Verfahren gegen Lehrer der Albrecht-Dürer-Schule in Wiesbaden läuft
09.09.2010 - WIESBADEN
An der Albrecht-Dürer-Schule herrscht große Aufregung: Gegen einen der Lehrer liegt eine Anzeige vor, der Pädagoge wird diverser Übergriffe auf Schülerinnen und Schüler bezichtigt. Bei der Polizei läuft ein Verfahren wegen des Verdachts des sexuellen Missbrauchs, in den Vorwürfen ist auch Rede von angeblicher Misshandlung Schutzbefohlener. Der Lehrer sei in jeglicher Hinsicht für den Beruf ungeeignet, so der Vorwurf. Das Staatliche Schulamt ist informiert, ebenso das Kultusministerium. Der Lehrer ist zurzeit krank. Es zeichnet sich ab, dass er auch bei einem aus seiner Sicht günstigen Verlauf aller Ermittlungen nicht mehr an die Realschule zurückkehrt.

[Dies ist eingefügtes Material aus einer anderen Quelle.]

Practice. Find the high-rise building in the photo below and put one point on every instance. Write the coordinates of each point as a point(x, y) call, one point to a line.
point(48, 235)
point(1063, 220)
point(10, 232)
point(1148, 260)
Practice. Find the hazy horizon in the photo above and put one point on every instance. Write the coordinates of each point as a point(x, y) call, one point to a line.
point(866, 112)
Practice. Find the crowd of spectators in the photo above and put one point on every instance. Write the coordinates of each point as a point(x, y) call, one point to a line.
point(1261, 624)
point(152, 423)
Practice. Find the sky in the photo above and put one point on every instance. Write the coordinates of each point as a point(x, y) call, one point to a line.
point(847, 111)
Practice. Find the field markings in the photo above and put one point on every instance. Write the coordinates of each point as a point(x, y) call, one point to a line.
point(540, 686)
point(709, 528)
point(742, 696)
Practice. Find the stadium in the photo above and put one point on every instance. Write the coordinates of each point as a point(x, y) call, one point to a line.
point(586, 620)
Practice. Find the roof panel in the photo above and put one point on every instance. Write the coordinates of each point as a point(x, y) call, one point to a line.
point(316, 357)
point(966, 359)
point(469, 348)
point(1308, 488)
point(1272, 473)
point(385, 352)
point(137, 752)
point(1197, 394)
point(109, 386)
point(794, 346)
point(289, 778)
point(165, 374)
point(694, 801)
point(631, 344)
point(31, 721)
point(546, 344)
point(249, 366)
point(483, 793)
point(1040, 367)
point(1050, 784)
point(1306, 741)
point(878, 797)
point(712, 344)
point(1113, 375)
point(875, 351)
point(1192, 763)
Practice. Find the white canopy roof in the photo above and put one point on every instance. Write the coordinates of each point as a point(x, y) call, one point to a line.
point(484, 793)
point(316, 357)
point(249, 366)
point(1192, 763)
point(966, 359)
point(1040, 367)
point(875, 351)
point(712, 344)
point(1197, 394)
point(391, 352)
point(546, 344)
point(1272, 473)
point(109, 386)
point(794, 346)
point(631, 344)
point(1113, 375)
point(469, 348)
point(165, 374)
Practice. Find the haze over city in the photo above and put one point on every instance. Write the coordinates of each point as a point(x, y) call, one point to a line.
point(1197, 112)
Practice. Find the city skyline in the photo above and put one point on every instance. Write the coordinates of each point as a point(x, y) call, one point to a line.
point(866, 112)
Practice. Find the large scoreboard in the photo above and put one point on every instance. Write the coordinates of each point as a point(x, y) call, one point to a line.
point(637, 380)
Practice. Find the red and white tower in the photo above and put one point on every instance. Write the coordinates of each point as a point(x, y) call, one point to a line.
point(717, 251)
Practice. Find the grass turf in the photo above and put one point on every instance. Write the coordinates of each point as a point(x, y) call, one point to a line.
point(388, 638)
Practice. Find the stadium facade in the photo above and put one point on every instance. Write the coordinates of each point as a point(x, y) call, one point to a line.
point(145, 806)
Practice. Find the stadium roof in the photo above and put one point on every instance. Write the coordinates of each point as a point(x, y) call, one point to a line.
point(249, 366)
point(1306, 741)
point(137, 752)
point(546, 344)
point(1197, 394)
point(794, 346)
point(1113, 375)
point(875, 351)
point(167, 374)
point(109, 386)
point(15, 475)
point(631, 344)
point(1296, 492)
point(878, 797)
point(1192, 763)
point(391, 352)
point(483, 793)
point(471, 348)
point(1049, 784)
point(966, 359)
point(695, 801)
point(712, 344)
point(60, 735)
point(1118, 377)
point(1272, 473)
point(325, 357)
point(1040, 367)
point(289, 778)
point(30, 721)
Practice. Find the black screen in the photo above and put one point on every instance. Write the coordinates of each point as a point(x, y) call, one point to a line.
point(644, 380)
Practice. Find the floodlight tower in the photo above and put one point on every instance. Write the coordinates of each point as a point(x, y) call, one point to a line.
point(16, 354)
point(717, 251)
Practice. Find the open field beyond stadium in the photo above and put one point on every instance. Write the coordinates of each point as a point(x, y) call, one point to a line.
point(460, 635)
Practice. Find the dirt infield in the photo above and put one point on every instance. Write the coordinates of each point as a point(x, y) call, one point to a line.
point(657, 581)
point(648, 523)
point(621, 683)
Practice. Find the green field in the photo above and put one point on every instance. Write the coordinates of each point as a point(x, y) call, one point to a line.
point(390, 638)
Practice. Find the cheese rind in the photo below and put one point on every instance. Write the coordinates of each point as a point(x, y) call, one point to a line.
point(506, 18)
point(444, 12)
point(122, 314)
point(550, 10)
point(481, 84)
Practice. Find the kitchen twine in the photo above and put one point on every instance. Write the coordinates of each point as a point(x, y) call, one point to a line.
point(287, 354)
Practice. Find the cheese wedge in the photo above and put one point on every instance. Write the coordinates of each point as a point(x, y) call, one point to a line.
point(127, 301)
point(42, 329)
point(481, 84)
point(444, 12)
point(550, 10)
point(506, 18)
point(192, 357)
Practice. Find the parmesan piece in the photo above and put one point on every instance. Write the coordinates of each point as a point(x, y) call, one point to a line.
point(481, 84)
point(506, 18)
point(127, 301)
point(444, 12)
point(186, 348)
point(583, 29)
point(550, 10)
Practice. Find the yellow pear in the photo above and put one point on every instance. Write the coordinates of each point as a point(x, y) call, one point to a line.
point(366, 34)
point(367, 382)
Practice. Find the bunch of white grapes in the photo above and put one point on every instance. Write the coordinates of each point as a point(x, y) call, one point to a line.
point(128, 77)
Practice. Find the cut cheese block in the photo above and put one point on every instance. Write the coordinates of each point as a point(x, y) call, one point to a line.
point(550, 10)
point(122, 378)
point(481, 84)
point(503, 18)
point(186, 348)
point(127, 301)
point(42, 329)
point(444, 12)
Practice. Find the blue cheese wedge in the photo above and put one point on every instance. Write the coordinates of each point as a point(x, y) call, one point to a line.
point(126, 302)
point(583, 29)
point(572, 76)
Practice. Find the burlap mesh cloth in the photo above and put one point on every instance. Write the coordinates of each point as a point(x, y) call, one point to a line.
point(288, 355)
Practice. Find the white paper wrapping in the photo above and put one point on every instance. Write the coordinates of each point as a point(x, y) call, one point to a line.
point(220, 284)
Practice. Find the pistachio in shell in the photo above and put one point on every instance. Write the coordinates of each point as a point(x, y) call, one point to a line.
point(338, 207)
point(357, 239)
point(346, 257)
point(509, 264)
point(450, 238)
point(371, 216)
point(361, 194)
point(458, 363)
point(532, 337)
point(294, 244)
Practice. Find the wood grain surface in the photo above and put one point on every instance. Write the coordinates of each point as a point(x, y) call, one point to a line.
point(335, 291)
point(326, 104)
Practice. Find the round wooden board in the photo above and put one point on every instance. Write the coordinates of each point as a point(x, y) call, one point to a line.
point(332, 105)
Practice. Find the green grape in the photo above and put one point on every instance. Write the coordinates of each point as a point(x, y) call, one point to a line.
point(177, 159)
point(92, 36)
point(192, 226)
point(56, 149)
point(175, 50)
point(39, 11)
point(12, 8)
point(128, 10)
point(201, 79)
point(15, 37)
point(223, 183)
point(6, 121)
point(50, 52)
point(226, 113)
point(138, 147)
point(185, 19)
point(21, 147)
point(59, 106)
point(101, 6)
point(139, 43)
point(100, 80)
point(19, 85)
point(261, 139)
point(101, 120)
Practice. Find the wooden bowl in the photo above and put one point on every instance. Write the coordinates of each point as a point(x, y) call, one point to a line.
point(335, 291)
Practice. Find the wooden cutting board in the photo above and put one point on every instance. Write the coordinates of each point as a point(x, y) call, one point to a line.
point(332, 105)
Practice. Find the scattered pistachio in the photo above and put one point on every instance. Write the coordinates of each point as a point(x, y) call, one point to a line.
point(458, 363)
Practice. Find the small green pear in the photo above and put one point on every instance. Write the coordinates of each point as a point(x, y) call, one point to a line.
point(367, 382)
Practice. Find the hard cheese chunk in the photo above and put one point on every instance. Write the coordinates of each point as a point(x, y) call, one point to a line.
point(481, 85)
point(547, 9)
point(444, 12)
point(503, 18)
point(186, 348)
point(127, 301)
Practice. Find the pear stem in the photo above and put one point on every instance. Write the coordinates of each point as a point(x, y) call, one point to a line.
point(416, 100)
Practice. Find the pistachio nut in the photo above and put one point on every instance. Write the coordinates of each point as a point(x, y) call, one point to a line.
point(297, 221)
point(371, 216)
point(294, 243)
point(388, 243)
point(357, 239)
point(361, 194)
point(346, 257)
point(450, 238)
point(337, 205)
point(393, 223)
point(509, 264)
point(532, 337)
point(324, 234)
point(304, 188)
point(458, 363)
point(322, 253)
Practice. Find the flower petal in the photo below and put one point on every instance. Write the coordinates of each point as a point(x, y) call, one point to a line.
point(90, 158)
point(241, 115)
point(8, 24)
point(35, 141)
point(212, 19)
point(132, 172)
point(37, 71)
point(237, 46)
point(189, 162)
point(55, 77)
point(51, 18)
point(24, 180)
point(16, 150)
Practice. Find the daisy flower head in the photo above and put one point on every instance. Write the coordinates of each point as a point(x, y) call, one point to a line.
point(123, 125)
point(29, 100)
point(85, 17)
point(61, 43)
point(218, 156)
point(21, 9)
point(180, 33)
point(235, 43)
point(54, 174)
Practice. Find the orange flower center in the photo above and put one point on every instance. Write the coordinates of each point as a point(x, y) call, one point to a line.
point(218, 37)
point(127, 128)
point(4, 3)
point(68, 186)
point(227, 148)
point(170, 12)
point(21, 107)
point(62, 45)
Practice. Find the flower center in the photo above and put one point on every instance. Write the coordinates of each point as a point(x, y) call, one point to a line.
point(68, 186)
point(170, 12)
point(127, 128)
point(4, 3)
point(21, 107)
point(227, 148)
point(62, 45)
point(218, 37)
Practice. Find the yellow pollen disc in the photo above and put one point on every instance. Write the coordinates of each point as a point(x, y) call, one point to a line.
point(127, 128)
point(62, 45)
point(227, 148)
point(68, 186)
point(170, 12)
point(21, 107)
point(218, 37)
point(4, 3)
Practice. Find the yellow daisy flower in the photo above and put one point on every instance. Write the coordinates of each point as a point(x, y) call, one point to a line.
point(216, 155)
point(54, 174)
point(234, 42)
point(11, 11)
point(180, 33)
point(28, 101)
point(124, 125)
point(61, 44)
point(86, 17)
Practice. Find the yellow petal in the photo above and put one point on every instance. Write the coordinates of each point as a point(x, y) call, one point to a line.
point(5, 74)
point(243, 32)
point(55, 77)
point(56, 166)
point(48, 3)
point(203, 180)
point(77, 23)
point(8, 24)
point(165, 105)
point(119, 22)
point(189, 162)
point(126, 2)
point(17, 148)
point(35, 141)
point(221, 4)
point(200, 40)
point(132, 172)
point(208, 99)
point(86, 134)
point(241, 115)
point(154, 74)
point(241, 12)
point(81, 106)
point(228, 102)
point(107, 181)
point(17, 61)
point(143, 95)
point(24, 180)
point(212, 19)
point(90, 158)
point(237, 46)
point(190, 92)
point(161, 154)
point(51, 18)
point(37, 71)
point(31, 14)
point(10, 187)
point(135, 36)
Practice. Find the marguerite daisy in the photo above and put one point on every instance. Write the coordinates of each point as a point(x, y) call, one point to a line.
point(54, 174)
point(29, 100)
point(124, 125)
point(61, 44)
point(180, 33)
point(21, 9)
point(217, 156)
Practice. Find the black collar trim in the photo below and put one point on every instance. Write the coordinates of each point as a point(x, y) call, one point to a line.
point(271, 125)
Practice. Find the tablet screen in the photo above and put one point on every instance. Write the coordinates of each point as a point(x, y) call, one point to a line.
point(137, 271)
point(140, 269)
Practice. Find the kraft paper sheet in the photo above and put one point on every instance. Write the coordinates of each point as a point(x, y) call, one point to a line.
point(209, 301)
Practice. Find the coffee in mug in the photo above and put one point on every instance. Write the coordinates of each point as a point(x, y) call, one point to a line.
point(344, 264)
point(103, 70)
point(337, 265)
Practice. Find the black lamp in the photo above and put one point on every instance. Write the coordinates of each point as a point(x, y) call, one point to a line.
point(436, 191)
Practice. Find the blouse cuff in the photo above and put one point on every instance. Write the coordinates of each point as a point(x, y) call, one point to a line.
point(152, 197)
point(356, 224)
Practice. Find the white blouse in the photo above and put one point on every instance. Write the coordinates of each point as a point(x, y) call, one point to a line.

Am Montag beschäftigte sich ein kurzfristig anberaumter Elternabend in einer der achten Klassen mit dem Thema. Die Eltern seien sehr beunruhigt und aufgebracht gewesen, schildert ein Teilnehmer. Zumal sich der Eindruck eingeschlichen habe, dass die Schulleitung nicht mit Nachdruck um Aufklärung bemüht sei. „Ein solcher Eindruck ist falsch“, sagt Ute Schmidt, Leiterin des Staatlichen Schulamtes. Die Schulleiterin habe bei Bekanntwerden der Hinweise korrekt reagiert. Mit Blick auf das laufende Verfahren will sich Schmidt nicht weiter äußern. Mögliche disziplinarrechtliche Maßnahmen sind bis zum Abschluss der polizeilichen Ermittlungen zurückgestellt.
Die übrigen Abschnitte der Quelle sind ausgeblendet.